Beijing’s biggest district urged people to stay home during the weekend and Covid-19 outbreaks grew in numerous Chinese cities yesterday, even as China further fine-tuned its Covid rules by removing capacity limits at entertainment venues.
Under a series of measures unveiled last week, authorities have sought to be more targeted in applying Covid-19 curbs that are taking a heavy toll on the economy and fuelling public frustration and anger, sparking investor hopes this week for more significant easing.
However, China continues to emphasise its commitment to its zero-Covid policy, which Beijing argues saves lives, as outbreaks in cities across China lead to ongoing localised lockdowns.
Beijing’s Chaoyang district, home to embassies and large office buildings, urged residents to stay home this weekend after the city reported a record 466 infections for Thursday.

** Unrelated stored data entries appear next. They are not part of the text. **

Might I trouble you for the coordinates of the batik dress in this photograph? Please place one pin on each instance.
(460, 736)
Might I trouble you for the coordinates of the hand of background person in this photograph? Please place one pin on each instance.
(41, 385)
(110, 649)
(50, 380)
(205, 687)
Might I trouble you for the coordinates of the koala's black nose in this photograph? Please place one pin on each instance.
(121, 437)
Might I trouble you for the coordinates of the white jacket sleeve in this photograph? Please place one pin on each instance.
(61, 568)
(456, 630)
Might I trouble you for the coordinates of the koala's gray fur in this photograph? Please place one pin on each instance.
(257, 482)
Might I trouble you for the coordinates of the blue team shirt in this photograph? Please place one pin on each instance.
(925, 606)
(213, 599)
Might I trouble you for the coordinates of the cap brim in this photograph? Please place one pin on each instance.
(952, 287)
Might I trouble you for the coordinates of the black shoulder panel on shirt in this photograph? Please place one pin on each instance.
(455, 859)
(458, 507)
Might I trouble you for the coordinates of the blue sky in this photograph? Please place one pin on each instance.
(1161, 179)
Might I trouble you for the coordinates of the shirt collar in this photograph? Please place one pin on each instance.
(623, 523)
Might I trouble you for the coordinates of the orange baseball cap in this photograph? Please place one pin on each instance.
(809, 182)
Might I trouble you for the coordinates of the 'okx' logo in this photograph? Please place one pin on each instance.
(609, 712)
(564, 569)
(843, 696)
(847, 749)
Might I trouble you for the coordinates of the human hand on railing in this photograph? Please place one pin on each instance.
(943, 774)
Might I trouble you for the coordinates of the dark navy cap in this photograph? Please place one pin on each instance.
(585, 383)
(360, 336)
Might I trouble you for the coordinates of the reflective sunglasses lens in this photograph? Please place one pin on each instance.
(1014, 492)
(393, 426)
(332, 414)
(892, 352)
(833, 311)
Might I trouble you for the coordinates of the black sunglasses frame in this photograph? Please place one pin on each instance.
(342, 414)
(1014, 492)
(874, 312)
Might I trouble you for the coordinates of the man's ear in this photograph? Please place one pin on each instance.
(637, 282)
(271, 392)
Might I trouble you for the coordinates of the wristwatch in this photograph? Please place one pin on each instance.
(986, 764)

“Beijing is going through a big exam,” city government spokesperson Xu Hejian told a media briefing.
City officials warned of rising community spread and said prevention and control “is at a critical moment”. Some restaurants in the district said they had been told to halt dining-in, while some people were told by their residential compounds to take daily Covid tests.
The intensified testing comes as some cities cut back on free community testing, which has been a drain on municipal finances.
Yesterday, China reported 25,129 new local infections, up from 23,132 a day earlier and nearing the record of over 29,000 recorded in April during the height of Shanghai’s outbreak.
Wall Street bank Goldman Sachs, which recently trimmed its fourth quarter China growth forecast to three per cent from 3.6pc due to localised Covid curbs, expects continued disruptions before gradual reopening, which it predicts will start in April.
“In our baseline, before the April reopening, Covid control measures such as targeted lockdowns and testing will still be implemented in places where there is local Covid resurgence, posting protracted disruptions to services and consumption over the next few months,” Goldman Sachs analysts wrote.